What Is a Service Mesh?

AtlasBarfed · on Oct 29, 2022

"Data planes are proxy sidecars"

Wow, kubernetes has completely polluted the architecture nomenclature.

This is like saying "abstract your data access layer". Proxy sidecars? seriously? Doesn't that imply some pointless IPC communication before invoking the ... wait for it ... SERVICE url that actually has the data? So rather than your ... ?motorcycle? directly calling the database ("data plane"? seriously?) via the SERVICE URL, you call some stupid sidecar to do it, I mean, isn't that the EXACT OPPOSITE of what you'd want a "service mesh" to be?
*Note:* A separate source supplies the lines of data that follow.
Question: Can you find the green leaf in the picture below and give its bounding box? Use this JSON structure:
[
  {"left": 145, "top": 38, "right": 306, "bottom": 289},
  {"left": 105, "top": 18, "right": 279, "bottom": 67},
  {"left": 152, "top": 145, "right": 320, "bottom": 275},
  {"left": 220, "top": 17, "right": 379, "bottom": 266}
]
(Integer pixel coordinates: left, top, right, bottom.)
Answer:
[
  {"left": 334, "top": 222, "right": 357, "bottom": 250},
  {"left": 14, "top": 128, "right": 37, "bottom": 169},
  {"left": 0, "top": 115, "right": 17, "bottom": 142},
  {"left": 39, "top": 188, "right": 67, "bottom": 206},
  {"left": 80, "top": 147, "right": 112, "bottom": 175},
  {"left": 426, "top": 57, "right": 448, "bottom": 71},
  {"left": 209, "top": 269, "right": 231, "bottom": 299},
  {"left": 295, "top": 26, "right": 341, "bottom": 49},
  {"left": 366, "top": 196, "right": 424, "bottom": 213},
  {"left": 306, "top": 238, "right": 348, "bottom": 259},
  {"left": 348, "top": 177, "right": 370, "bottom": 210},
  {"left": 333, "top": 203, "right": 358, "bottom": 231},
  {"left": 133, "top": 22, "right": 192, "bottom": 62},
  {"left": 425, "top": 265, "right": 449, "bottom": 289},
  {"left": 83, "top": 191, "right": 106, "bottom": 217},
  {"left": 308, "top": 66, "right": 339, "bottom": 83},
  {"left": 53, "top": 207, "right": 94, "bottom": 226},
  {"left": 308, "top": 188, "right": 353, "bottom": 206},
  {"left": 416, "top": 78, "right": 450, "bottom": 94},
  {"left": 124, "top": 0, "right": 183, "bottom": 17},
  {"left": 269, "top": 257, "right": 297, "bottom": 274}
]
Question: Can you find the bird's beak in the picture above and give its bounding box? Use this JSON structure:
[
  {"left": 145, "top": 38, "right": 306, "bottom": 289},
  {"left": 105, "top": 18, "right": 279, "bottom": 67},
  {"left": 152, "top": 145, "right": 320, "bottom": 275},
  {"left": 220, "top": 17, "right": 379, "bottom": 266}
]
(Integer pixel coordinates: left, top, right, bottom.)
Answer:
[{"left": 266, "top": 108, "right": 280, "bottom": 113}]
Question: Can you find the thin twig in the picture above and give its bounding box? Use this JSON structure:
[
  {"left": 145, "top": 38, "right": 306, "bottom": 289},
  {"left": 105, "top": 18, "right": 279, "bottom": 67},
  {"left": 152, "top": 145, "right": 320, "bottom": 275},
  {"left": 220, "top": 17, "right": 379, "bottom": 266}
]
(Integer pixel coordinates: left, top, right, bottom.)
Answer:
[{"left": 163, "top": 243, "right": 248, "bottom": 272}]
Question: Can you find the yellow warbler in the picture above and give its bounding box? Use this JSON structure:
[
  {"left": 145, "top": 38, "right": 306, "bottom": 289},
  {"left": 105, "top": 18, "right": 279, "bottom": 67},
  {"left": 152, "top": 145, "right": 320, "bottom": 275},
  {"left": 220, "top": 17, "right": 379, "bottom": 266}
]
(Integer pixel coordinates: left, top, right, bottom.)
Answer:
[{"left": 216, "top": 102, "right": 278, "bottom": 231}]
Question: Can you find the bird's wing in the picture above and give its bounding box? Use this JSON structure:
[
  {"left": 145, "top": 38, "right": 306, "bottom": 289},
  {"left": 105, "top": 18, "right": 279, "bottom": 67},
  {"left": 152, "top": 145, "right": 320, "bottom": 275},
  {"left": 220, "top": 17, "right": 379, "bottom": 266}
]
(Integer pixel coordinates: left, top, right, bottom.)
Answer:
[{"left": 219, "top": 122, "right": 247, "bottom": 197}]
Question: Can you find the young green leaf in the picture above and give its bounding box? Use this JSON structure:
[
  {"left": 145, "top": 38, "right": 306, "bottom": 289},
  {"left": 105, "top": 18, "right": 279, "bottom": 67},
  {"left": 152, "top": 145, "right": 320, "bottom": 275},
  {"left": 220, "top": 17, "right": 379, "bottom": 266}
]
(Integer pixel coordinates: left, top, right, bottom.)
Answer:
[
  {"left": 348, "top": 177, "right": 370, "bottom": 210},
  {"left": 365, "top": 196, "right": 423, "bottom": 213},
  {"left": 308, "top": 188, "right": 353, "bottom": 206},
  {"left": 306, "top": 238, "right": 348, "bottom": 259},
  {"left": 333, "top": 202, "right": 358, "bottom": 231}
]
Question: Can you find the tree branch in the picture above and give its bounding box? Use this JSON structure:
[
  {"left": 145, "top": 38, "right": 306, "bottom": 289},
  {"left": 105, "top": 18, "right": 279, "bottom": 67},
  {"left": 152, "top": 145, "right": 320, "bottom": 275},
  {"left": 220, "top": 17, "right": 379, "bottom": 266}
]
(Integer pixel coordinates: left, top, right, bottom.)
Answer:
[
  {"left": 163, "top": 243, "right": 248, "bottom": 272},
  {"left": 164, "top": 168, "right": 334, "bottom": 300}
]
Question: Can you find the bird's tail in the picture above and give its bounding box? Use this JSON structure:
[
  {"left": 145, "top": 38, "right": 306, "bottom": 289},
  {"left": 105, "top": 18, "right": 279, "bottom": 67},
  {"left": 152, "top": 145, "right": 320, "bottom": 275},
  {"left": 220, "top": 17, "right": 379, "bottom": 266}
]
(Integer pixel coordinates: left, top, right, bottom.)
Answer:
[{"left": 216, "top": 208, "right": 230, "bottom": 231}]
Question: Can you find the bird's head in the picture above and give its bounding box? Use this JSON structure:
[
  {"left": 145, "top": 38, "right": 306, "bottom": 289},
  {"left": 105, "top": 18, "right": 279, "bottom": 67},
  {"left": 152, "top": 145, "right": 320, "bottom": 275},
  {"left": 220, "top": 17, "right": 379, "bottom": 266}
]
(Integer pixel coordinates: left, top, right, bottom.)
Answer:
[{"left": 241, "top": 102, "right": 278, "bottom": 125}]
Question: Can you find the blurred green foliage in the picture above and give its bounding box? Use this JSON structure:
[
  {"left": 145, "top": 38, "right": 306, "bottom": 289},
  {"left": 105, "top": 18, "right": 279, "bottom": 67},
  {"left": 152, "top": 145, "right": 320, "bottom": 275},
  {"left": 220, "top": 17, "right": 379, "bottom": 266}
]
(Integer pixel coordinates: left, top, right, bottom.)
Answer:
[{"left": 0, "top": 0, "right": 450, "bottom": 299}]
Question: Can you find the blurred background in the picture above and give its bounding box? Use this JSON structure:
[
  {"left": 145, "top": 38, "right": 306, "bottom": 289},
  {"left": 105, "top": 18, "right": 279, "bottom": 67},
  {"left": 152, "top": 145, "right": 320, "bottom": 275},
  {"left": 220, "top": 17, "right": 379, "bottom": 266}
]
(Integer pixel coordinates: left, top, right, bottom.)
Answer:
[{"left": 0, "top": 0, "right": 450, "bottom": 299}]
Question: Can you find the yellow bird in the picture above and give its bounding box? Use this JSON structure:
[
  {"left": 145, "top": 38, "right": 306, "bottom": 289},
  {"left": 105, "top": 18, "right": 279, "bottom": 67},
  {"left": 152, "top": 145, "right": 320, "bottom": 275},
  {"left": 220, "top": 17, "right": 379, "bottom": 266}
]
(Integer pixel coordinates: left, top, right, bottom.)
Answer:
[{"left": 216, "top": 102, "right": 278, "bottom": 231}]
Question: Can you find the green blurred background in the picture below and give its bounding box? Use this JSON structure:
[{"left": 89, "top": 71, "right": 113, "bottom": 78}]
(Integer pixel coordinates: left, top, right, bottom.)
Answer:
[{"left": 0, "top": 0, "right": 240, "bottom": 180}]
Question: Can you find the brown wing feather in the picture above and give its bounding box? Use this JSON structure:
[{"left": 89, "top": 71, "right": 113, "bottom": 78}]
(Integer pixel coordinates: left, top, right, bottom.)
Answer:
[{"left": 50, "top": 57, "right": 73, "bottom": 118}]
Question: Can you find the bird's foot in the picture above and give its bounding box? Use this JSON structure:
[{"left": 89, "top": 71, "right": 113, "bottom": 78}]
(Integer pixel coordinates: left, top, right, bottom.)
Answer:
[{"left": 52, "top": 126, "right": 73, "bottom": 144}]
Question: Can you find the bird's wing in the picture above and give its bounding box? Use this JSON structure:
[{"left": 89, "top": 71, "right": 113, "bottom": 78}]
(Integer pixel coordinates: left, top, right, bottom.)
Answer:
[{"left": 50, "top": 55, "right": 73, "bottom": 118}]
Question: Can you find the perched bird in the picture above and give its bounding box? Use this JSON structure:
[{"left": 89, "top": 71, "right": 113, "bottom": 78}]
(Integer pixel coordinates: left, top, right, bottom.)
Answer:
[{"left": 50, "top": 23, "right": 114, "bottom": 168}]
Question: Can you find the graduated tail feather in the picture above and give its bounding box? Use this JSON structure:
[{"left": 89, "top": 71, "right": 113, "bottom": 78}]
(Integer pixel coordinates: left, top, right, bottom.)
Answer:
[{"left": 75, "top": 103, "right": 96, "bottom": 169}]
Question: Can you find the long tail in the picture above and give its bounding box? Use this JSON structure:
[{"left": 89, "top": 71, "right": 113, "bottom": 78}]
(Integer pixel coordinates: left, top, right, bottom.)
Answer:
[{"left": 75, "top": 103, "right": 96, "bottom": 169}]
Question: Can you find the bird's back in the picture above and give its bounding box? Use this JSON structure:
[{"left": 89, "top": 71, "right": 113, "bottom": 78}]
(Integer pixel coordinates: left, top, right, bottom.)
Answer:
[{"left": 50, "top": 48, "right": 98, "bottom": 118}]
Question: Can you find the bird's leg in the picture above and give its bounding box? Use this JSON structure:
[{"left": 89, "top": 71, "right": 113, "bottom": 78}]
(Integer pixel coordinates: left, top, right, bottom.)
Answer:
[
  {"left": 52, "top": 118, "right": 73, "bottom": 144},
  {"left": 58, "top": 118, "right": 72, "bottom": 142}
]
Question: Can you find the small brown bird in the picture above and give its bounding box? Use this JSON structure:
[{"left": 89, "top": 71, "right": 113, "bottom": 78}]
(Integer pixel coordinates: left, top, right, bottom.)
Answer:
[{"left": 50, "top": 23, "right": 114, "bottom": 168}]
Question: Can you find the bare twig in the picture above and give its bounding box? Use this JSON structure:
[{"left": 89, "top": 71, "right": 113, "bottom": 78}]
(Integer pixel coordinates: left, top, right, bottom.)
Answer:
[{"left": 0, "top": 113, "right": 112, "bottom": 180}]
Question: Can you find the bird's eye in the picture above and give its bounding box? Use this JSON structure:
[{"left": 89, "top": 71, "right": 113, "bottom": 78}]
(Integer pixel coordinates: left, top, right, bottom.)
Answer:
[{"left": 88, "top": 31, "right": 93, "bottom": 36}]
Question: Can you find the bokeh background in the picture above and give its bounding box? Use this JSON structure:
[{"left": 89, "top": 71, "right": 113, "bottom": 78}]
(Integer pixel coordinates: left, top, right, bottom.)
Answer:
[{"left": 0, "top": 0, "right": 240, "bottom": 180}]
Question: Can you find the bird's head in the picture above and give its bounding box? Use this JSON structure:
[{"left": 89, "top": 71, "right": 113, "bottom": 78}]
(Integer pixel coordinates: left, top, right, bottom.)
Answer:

Some prescribed fixed (virtual) hardware config rather than a pure service invocation?

Weird.

aliqot · on Oct 29, 2022

I have a theory that people who coin new terms that catch on stand better chances at being promoted or hired.

Maybe it's marketing running the show and I'm just an old grouch. Both are equally possible.

remram · on Oct 29, 2022

Having read that, I still don't get the point. Especially when running on Kubernetes, where coredns and kube-proxy provide service discovery, load-balancing, and dynamic configuration with no overhead (kube-proxy is not a proxy, it uses NAT). Especially with your own microservices, where you can put all the observability and TLS you want in the services.

Is this another of those things that has valid use cases for very specific applications but everyone is mistaking for a best practice somehow?

ec109685 · on Oct 29, 2022

Uniform error handling, smart retries, application independent tracing, load shedding, layer 7 based traffic splitting, etc. are benefits not included in the stock l4 based machinery.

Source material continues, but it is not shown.